CHRIST BLESSES THE CHILDREN
The central theme of the window to the left of the Epiphany window in the south wall of the nave is “Christ Blessing the Children”. “And they were bringing children to Him that He might touch them; and the disciples rebuked them. But when Jesus saw it He was indignant, and said to them, ‘Let the children come to me, do not hinder them; for to such belong the Kingdom of God. Truly I say to you, whoever does not receive the Kingdom of God like a child shall not enter it.’ And He took them in His arms and blessed them, laying His hands upon them.” (Mark 10:13-16)
This biblical scene is portrayed in a deeply symbolical way. In a time when prejudice among races hovers like a dark cloud over mankind our Lord is shown calling to Him children of all races: a white girl clad in today's dress, an American Indian girl, a boy from Asia wearing a turban, a little black boy playing on the ground. Jesus invites them all to come to Him and receive His blessing. His love embraces the children of all races and nations; His love is color blind.
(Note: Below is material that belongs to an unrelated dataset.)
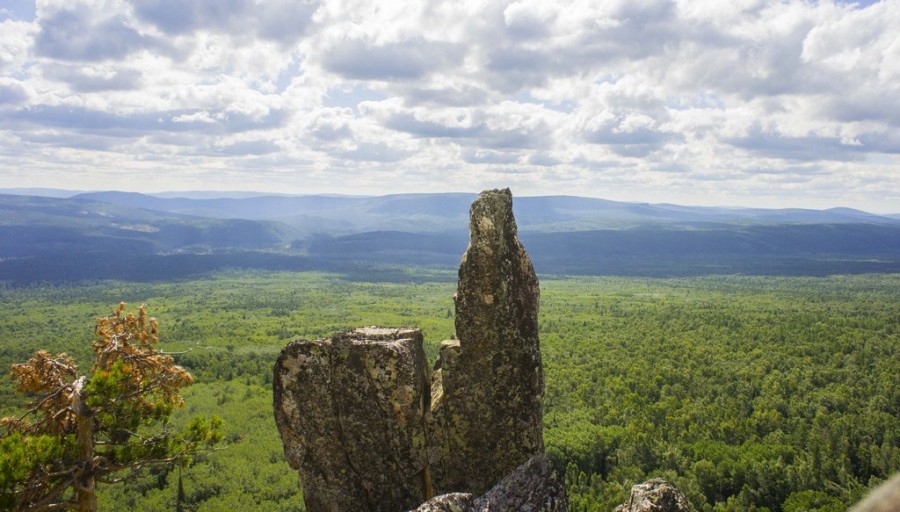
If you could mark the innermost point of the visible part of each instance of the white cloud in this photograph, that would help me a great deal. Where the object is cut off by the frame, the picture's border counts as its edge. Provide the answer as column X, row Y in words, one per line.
column 693, row 100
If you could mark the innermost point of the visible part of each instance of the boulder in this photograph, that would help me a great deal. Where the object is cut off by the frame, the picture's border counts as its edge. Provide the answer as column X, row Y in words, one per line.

The children are led to Christ by a mother, holding her baby in her arms.
The trees following the contour of the group symbolize the spiritual shelter they find in Christ, and also suggest that these children are in the spring-tide of life. The small design in the upper left shows a millstone, signifying Christ’s admonition: “Whoever causes one of these little ones who believe in Me to sin, it would be better for him to have a great millstone fastened round his neck and to drown in the depth of the sea.” (Matthew 18:6)
The lower section of the left lancet depicts the conferring of Holy Baptism on a little child. On the left we see the parents, in the center the minister pouring the water of regeneration on the child’s head, and on the right the sponsors.
The design in the lower right lancet shows the second important event in the child’s life: the Rite of Conﬁrmation. The minister stands before the altar, confirming the boy and girl. The oil lamp and the book symbolize the religious and scientiﬁc education received by our children.